Bethany goes out into the workforce with high hopes. A recent college grad, she soon discovers that her degree isn’t getting her far in the field she’d prefer to work in. It seems the only jobs she’s able to acquire are office admin-related, quickly moving from a hellish experience at a telemarketing company, to what she assumes will be a huge step up, working for a recruiting firm. She soon discovers that the steps she’s taken aren’t leading her up, but down, slowly. Like quicksand.
Her boss is no boss at all, but an overgrown child who has no concept on how to run a business, let alone managing the employees within it. Mostly everyone around Bethany rules their life based on favoritism, who they prefer, who they like the most. The job has no merits based on skill or application. No one cares that Bethany works hard or picks up the slack when everyone else folds. All they care about is being liked, and kissing the boss’ butt.
On the flip side, even though you feel the frustration and pure angst Bethany has while dealing with her inept co-workers, you also can’t help but feel annoyed with her. Having been in plenty of situations where I’m dealing with people I’d rather not deal with, I know how hard it can be to even want to associate with someone who annoys you. But, Bethany purposely distances herself at every given chance, finding every excuse to check out of work functions and moments where she could do some character building with her co-workers. Moments where she could take the high road, finding ways to discover common ground that could make her work environment more palatable.

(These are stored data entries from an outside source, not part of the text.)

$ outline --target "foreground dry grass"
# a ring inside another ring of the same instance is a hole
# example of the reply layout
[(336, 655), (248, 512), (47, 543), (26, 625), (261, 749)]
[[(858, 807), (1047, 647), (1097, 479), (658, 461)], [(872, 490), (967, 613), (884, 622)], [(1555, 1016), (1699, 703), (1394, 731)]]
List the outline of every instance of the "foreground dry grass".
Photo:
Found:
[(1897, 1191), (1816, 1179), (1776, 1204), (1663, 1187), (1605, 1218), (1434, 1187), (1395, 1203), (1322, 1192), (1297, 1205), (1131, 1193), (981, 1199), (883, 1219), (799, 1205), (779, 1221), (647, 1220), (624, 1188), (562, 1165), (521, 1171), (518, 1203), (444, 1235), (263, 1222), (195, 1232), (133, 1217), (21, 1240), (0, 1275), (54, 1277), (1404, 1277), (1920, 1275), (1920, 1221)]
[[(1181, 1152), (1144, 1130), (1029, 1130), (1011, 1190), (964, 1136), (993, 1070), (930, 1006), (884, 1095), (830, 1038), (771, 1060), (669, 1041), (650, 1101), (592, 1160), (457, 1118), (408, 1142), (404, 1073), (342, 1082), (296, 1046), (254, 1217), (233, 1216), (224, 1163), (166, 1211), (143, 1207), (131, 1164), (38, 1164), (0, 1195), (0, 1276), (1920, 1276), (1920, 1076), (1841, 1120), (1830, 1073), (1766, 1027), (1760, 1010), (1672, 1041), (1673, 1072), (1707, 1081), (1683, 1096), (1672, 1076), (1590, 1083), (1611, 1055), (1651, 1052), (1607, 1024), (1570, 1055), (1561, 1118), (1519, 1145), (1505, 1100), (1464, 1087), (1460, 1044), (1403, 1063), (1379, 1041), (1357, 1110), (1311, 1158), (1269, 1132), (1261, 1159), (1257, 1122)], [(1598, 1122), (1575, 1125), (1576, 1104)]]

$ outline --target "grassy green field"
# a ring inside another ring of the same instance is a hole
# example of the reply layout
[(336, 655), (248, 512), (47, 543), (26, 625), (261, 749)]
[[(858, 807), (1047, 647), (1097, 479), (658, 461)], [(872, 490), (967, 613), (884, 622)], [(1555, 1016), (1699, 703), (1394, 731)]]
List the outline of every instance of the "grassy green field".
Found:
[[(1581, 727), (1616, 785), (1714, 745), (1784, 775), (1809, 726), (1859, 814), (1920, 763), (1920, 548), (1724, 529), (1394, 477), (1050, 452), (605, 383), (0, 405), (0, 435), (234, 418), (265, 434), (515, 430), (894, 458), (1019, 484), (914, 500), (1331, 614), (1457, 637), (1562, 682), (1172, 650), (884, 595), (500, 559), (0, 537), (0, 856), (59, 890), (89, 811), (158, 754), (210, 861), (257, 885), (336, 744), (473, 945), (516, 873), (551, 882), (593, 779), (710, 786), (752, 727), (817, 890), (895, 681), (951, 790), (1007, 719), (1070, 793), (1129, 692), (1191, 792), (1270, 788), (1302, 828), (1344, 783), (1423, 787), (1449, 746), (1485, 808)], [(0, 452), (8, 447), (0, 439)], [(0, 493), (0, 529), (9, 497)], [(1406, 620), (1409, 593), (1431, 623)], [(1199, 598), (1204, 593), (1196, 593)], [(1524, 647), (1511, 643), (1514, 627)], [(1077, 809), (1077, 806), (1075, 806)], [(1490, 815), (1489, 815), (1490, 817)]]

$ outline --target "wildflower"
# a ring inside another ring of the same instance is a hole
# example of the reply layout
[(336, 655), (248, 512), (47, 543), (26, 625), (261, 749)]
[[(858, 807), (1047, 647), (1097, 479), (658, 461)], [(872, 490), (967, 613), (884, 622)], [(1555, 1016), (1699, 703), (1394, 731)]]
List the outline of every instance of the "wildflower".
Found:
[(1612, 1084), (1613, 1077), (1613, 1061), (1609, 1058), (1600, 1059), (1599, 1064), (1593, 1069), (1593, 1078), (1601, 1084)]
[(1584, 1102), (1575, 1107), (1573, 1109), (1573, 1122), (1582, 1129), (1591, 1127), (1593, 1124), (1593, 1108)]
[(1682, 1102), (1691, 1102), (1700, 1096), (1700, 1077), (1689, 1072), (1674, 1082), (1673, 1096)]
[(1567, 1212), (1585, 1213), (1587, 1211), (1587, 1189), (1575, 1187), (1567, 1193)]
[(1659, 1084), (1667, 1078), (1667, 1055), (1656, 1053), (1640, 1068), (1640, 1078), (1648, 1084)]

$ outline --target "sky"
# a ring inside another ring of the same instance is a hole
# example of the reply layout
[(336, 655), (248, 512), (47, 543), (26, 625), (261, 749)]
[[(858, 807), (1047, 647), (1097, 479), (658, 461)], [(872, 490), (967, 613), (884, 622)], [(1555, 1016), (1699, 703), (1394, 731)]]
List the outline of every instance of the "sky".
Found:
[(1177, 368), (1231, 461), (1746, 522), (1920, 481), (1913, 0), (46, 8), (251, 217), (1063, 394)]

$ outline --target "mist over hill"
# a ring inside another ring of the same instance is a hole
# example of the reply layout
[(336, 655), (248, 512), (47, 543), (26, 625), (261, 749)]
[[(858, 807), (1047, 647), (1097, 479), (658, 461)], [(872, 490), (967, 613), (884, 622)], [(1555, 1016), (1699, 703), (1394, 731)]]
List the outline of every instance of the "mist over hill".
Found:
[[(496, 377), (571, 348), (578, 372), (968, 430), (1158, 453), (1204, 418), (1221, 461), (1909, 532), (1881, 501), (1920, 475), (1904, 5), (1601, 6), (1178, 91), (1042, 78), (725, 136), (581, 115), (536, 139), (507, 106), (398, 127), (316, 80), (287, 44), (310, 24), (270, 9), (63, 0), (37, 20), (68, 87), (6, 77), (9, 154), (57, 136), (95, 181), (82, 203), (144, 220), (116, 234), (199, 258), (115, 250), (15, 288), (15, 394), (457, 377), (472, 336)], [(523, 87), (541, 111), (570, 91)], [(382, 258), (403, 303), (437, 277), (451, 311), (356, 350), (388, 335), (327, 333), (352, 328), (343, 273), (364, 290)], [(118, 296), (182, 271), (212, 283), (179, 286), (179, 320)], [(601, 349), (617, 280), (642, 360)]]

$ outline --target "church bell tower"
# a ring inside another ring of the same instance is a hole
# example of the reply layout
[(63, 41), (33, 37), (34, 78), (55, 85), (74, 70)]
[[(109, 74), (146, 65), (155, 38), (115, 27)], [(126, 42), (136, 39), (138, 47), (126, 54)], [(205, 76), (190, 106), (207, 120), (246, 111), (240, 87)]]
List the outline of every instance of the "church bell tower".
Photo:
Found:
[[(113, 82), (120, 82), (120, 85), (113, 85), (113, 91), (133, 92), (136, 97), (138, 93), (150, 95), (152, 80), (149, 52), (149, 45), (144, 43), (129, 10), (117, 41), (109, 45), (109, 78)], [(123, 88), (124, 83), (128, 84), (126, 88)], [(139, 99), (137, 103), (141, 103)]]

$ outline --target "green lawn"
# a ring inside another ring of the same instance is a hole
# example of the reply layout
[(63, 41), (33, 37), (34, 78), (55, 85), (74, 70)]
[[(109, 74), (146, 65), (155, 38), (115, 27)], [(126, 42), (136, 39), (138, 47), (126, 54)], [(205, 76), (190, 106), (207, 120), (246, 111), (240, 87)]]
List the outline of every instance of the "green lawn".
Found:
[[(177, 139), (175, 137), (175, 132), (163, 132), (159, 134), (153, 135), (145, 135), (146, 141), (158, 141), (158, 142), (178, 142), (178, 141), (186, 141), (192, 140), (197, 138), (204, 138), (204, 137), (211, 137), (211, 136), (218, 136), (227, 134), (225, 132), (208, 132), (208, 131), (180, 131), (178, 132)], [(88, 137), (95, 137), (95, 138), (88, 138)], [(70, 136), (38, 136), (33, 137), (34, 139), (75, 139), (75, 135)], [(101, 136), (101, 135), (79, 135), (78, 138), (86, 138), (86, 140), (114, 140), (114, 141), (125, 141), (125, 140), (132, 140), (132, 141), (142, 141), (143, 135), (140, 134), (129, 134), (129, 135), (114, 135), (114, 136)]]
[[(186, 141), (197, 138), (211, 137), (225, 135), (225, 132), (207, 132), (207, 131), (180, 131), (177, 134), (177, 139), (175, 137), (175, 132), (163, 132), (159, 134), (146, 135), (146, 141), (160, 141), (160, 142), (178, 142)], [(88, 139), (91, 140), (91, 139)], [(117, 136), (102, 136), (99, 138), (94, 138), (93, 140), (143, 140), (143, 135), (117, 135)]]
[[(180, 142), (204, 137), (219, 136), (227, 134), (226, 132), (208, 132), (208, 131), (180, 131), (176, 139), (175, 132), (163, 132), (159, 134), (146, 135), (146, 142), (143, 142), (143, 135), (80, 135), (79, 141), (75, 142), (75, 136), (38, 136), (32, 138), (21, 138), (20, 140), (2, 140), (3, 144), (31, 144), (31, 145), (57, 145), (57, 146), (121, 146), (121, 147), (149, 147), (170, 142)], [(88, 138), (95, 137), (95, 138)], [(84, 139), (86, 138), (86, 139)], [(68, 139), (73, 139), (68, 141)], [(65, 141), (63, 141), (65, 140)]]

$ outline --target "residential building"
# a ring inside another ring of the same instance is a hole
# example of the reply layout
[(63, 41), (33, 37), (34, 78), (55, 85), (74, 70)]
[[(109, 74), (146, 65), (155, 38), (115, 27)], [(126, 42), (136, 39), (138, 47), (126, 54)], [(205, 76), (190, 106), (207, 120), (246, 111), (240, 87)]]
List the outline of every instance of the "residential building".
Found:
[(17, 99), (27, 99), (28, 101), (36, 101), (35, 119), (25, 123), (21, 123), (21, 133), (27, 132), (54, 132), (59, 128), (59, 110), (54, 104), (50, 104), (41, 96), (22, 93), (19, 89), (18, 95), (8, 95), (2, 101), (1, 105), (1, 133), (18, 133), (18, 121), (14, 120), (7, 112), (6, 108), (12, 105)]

Her stressors at work bleed into every other aspect of her life, her relationship with her family, her fiancé. What starts out as work issues turns into an obsession, something she can’t help but focus on daily. It gets to the point where Bethany realizes she needs to make a crucial decision on what she wants to do with her life. Can she find something better, or will she be stuck forever?
The Cubicle Chronicles was a fun journey into the world of a young woman who is just starting out, taking me back to my own experiences in an office. I’m sure most of us have a story or two we could share, and that’s what we get with Bethany. Her own hilarious, uncomfortable, awkward moments while trying to find her way. It’s a real learning curve, as it often can be in the customer service realm, and we get to see Bethany’s learning curve, not only in the workforce, but within her outlook, too.